Vanunu was freed from an Israeli prison in April after completing an 18-year sentence for revealing secrets of Israel's atomic program to the Sunday Times newspaper in London.
Under the terms of his release, the former technician at the Israeli nuclear facility in the Negev desert town of Dimona was barred from leaving Israeli territory and contacting foreigners. The restrictions were in force for a year and their extension was expected to come up for consideration in coming weeks.
The Justice Ministry said Vanunu was being indicted for 21 cases of violating the release restrictions and one instance of attempting to leave Israel.
"It emerges that since his release Vanunu has violated (the terms of his release) imposed by the head of the Home Front Command (search) in a systematic fashion in that he exchanged information with foreigners and foreign residents with no prior authorization," the ministry statement said.
"Since his release Vanunu has maintained contact with numerous foreign journalists and even told some of them he was aware he was violating the terms of his release by meeting and exchanging information with them."
The 11-page indictment lists 14 prosecution witnesses, most of them police officers.
On numerous occasions, Vanunu has tested the limits of his release by granting interviews to foreign news media. He also was stopped by Israeli police on Christmas Eve while attempting to attend Midnight Mass in the West Bank town of Bethlehem (search), outside his permitted area of travel.
Since his release from prison, Vanunu has been living at a Jerusalem church compound.
Israeli authorities have said they fear Vanunu may have more nuclear secrets to share with the world. Vanunu, a Jewish convert to Christianity, has said he has nothing more to disclose and wants to leave the country.
Vanunu was convicted in 1988 after being captured in Europe and brought back to Israel by the Mossad intelligence service.
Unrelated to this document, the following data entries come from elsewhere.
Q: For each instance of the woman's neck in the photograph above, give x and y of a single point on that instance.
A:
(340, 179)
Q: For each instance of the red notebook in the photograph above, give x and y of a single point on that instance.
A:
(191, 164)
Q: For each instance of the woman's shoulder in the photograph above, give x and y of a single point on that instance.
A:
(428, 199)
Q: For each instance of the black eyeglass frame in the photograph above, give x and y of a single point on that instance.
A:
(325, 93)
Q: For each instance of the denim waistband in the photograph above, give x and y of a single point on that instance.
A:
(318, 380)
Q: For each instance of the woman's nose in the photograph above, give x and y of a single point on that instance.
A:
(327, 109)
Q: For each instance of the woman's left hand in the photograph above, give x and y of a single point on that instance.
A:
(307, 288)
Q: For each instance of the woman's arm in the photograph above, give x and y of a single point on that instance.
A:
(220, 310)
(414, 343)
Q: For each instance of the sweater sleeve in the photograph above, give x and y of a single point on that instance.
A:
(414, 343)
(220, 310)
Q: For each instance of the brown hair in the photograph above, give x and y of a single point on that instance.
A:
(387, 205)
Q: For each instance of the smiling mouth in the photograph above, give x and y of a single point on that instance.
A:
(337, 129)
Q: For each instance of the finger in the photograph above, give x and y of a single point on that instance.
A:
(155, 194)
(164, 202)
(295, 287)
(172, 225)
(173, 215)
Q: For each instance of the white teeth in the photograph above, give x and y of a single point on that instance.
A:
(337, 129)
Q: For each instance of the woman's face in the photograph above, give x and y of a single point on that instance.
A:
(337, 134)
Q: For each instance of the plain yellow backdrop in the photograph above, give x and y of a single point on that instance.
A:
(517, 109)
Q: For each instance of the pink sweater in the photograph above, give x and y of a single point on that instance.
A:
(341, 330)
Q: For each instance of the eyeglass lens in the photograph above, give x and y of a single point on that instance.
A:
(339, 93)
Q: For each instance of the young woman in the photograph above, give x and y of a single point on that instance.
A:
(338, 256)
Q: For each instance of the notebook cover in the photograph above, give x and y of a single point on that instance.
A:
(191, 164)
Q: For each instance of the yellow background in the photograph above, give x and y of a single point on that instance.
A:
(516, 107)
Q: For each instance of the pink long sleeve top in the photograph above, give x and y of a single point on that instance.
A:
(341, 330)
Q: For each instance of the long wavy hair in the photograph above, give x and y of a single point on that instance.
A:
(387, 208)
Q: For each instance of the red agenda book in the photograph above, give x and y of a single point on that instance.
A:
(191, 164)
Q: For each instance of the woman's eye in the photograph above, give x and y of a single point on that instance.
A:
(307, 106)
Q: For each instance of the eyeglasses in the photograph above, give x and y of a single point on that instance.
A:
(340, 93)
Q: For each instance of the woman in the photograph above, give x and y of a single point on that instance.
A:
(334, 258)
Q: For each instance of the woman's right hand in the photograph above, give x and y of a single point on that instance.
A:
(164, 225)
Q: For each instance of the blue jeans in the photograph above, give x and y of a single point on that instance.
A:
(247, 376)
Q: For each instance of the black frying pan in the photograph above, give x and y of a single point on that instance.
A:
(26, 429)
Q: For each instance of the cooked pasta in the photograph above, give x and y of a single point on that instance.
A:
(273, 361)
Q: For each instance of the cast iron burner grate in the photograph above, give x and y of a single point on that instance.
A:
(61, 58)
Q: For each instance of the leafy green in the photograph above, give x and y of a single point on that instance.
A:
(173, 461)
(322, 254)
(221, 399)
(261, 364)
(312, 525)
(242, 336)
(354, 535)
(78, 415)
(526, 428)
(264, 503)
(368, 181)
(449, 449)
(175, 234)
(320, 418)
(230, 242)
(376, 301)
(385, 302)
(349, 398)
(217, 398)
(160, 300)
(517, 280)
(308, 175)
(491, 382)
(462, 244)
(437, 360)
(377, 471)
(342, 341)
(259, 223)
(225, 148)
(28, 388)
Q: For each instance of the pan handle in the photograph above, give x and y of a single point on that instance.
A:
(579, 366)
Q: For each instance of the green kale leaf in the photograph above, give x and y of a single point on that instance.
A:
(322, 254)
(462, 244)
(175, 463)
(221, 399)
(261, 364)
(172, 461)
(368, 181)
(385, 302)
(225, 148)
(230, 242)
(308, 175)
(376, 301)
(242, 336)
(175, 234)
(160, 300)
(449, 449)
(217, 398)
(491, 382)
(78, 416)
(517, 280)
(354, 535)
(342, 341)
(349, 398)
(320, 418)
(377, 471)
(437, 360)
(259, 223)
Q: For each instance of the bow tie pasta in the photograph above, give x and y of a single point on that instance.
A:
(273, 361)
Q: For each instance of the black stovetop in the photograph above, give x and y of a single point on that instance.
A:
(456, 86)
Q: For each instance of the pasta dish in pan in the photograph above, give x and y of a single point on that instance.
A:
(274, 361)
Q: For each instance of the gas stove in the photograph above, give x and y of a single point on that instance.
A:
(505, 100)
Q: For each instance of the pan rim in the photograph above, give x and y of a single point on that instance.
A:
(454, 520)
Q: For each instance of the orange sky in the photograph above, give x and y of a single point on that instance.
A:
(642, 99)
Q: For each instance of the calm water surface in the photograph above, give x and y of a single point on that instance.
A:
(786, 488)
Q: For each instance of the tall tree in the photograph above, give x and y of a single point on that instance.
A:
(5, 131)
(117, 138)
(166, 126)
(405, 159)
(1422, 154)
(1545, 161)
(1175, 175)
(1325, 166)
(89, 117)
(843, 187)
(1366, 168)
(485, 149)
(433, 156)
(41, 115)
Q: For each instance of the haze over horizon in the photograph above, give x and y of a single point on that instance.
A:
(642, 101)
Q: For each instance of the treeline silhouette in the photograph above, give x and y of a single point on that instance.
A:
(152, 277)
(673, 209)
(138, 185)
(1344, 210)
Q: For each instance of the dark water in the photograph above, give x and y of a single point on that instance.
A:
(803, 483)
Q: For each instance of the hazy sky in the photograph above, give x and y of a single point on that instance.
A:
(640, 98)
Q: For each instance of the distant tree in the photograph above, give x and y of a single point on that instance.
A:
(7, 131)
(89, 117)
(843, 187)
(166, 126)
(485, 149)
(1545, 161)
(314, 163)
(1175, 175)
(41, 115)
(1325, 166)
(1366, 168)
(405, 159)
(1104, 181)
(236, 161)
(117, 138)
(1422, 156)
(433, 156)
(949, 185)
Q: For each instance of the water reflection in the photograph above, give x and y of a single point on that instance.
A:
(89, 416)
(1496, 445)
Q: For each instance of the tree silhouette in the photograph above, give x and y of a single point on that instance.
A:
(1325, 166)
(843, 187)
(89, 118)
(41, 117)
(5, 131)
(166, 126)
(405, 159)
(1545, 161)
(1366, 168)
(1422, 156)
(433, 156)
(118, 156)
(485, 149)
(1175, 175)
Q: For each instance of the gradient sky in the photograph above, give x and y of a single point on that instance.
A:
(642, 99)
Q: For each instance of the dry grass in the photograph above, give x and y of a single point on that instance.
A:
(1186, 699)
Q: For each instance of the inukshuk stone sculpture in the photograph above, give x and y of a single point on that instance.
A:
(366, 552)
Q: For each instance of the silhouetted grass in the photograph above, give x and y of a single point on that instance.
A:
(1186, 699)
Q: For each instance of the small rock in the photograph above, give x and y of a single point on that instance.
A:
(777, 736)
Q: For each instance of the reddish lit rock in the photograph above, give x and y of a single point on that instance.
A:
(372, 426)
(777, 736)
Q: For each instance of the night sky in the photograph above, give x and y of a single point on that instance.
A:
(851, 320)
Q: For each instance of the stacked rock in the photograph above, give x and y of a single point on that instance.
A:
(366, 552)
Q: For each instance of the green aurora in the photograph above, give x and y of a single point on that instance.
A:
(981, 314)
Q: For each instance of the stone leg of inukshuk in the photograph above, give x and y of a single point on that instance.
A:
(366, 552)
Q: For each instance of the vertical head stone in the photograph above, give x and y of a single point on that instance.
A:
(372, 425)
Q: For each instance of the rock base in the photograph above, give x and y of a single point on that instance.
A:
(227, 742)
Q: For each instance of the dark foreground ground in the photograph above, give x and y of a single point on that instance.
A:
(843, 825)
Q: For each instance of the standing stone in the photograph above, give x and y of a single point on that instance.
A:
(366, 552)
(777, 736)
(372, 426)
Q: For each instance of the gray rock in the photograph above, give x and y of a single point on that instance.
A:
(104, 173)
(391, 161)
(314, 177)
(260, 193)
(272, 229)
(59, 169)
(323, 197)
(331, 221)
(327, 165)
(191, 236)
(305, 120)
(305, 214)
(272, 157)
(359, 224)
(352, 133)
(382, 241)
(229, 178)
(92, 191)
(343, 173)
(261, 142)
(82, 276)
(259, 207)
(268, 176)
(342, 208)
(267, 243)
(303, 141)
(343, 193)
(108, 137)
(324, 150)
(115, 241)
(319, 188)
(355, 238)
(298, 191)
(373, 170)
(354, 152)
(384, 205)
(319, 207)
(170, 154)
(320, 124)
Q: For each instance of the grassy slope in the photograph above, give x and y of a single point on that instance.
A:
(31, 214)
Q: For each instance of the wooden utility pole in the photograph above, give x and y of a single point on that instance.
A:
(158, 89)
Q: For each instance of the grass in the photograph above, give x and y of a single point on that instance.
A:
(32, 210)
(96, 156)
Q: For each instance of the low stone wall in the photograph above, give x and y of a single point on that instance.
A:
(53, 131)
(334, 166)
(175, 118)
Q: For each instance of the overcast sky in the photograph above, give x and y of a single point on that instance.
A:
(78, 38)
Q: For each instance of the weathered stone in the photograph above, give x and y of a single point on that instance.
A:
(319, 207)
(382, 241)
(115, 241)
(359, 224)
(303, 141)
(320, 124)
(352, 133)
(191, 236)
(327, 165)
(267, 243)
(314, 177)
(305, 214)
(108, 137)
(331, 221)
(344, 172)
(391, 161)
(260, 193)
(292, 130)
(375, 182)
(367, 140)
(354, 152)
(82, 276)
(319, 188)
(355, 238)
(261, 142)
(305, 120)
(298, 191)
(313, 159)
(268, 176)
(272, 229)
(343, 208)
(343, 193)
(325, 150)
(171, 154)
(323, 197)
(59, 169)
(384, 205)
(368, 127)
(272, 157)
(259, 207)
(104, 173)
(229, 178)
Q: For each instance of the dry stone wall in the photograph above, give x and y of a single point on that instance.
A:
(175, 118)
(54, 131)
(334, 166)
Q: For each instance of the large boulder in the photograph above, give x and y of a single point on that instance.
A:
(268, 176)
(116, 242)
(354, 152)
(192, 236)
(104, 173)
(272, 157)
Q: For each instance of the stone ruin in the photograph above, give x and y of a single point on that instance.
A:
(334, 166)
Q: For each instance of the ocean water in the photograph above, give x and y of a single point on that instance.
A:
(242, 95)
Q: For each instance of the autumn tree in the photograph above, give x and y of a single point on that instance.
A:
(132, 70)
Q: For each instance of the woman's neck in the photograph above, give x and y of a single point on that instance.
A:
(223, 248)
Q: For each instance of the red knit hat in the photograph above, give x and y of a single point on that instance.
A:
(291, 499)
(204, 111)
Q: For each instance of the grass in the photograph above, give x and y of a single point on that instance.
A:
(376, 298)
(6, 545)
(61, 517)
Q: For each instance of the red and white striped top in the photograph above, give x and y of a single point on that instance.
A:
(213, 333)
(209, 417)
His disclosures on the Dimona nuclear reactor led experts to conclude that Israel has the world's sixth-largest stockpile of nuclear weapons, including hundreds of warheads.
Israel has followed a policy of nuclear ambiguity, neither confirming nor denying it has such weapons.
Vanunu became a hero to peace activists for his role in unveiling Israel's nuclear program. In a September interview with The Associated Press, he said he wanted to replace his Israeli citizenship with a foreign one, perhaps Palestinian.
"In Israel, I am regarded as a traitor ... and since my release they are not respecting my human rights, my freedom of speech my freedom of movement," he said then.